Starting with the Saints’ first play, the Seahawks applied a beatdown — supplemented by an audio riot — that was done early and thoroughly.
Zach Miller emphatically celebrates his first-quarter touchdown against the Saints Monday night. / Drew McKenzie, Sportspress Northwest
Almost never is a pro football game decided on the first play. Such was the immensity of the beatdown Monday night, however, that the New Orleans Saints were toe-tagged, embalmed and buried on the initial play from scrimmage. Seahawks players were only secondary players in the grid-ocide.
Condemned by a record crowd of 68,387 that set another Guinness world record for stadium noise, the Saints were shouted into a fetal, fatal position.
“The first play of the game was a run that went the (wrong) direction,” said an aggrieved Sean Payton, the Saints coach. “Obviously, not everyone got the redirect.”
So loud, so raw, so cold and so over. Seahawks DT Brandon Mebane burst through the Saints line to drop RB Pierre (Wrong-Way) Thomas for a four-yard loss. For the Saints, it was their last moment on the cliff. It is not clear if they have hit the canyon floor yet.
They did not get a first down until the last half-minute of the first quarter, when they were behind 17-0. They finished with 44 yards rushing. QB Drew Brees threw eight passes that went 15 yards beyond the line of scrimmage, and completed none. They lost, 34-7.
“They were certainly well prepared,” said Brees. “The fact of the matter is we took one on the chin today.

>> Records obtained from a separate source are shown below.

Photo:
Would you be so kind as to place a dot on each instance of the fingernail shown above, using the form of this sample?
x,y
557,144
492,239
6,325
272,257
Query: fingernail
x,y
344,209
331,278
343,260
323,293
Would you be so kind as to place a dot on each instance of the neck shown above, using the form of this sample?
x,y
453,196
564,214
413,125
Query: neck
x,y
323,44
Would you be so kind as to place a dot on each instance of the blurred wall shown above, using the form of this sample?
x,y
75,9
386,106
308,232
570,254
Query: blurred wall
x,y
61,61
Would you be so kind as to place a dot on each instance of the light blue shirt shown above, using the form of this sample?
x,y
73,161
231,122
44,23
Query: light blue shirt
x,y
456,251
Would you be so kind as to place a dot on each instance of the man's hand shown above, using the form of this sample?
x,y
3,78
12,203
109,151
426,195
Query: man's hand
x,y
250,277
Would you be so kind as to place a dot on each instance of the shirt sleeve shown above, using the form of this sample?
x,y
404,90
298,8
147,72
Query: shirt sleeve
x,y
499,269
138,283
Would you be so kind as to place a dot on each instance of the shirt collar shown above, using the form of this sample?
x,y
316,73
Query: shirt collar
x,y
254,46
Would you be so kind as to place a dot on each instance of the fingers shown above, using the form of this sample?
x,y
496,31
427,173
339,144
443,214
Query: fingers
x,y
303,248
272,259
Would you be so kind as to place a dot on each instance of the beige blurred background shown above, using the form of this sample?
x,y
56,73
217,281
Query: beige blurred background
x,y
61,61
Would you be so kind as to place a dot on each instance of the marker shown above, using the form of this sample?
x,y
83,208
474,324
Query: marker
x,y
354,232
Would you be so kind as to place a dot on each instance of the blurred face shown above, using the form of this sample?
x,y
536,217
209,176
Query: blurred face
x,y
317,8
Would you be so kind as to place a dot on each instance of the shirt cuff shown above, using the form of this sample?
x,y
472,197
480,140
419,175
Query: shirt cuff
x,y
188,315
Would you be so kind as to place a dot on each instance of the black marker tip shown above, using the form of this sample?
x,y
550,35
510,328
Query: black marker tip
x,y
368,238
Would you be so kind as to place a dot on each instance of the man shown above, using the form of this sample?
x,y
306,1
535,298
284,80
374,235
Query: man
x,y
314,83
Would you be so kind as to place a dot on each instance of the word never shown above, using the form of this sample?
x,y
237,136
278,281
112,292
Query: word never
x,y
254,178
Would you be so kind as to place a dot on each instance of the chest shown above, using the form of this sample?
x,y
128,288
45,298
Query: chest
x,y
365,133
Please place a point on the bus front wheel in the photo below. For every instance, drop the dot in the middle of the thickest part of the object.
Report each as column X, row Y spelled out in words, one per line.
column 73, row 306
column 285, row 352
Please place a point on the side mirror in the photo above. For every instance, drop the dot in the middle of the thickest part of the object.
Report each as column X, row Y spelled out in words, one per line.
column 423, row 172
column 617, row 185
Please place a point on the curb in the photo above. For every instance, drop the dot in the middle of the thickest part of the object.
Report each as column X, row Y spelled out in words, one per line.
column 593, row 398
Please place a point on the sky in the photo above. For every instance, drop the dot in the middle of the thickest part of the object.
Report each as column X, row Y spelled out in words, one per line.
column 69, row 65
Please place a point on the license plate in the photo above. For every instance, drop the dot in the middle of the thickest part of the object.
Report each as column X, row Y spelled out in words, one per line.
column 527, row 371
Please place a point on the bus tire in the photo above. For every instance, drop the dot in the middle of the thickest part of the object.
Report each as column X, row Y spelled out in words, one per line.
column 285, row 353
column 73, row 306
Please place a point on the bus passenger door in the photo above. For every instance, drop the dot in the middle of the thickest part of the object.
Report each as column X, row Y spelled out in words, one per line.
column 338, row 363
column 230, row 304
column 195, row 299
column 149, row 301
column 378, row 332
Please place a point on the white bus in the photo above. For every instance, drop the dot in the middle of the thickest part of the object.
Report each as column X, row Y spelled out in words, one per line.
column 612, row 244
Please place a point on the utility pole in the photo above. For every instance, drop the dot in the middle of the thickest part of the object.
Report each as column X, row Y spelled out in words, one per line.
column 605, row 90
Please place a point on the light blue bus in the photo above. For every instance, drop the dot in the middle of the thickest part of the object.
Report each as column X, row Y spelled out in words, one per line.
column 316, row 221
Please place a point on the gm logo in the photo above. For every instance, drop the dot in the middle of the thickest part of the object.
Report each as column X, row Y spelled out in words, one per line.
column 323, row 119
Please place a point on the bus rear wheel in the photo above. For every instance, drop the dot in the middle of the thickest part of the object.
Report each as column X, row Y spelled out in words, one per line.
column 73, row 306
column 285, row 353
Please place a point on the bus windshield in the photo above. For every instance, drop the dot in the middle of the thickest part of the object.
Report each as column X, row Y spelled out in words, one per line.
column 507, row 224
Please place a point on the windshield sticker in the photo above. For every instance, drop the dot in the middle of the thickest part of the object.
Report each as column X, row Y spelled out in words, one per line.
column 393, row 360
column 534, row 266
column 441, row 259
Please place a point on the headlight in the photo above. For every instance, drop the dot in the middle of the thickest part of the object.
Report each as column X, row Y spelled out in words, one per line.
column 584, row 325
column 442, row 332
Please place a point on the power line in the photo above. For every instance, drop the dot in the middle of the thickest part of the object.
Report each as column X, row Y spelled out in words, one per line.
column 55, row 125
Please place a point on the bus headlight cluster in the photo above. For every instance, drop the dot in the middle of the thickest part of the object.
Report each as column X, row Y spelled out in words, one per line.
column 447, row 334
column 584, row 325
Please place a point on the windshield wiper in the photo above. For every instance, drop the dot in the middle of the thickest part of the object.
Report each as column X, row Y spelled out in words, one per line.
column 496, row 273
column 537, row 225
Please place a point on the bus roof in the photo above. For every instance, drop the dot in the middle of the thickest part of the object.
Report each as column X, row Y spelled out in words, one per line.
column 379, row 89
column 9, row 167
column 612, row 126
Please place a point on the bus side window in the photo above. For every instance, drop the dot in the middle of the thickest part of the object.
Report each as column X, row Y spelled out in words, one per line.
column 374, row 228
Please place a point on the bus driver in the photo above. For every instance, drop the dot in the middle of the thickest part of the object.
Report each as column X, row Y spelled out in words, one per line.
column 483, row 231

“We are used to being on the other end of these types of games.”
That observation holds the jaw-slackening truth: The Saints (now 9-3) were the second-best team in the NFC, with a smart offense and rugged defense, yet spent the night as a Division II college team. Junior varsity. Freshman-only. On probation.
For a night, they were again the ‘Aints, the dreaded nickname from the franchise’s darkest years.
Seahawks quarterback Russell Wilson put it this way: “We want to be the most explosive team in the NFL, offense and defense.” Consider Monday night the detonation. Pete Carroll had to agree.
“Well,” he said, “we had a blast.”
So many things were so remarkable about the evening that even the loquacious Carroll had a hard time getting his rhetoric around the achievement. But he finally landed on the key point:
“For the defense to hold that quarterback, that coach and that team to that kind of production . . . . that’s an incredible night for our guys.”
The 188 yards by the Saints was the lowest opponent total for Seattle since January 2002 against San Francisco. The 90 yards at halftime was the third time this season an opponent has been held to 90 or less (San Francisco, Jacksonville). And by the sixth scrimmage play, they fulfilled Wilson’s ambition to be explosive.
As Brees dropped back from his own 25-yard line on a third-and-five, DE Cliff Avril roared around right tackle Zach Strief and leaped to swat the quarterback’s arm. The ball flew in the air and fellow DE Michael Bennett snatched it and rumbled 22 yards for a fum-six and a 10-0 lead.
Any defensive score is almost always a game-turner. This game turned so hard on that play that, aside from a long drive in the second quarter to their only score, the Saints couldn’t muster any sort of sustained rally.
“Coming into this game we knew that is what their defense thrives on,” Brees said. “That sets you behind the 8-ball a little bit. We just couldn’t get much going after that.
“They don’t have any weak links. They are very good upfront. They are very good at the linebacker position. They are very good in the secondary. They put it all together and play very well together within their scheme.”
So evident were the Seahawks plans to deconstruct the Saints that offensive coordinator Darrell Bevell and defensive coordinator Dan Quinn were given game balls by the team. Quinn’s deeds were even more impressive in the wake of the injury/suspension absences of CBs Brandon Browner and Walter Thurmond, which some fans feared would leave the Seahawks vulnerable against Brees’ precision.
“We felt bad for them — it was really a compassionate response,” Carroll said of Browner and Thurmond. “As far as the football, it was not an issue at all. We know how to respond to that. That was exhibited again tonight. We handled it really well.”
The resourcefulness in both personnel and game-planning was never more apparent.
“We got to play the way we want to play,” Carroll said. “That’s important.”
The question — there are always questions, aren’t there? — is whether they can replicate the same passion and efficiency in six days at Candlestick Park against a 49ers team again playing well and seething for revenge after the 29-3 debacle Sept. 15. It’s still possible for San Francisco to help spoil Seattle’s pursuit of the NFC West title that makes for home-field advantage in the playoffs.
“We’re going after it with everything we’ve got,” Carroll said.
What they’ve got, witnessed by the sporting nation Monday night, is enough to change a game against a good team in the first two series, and change the lyrics in the opponents’ song: When the Saints No Marching In.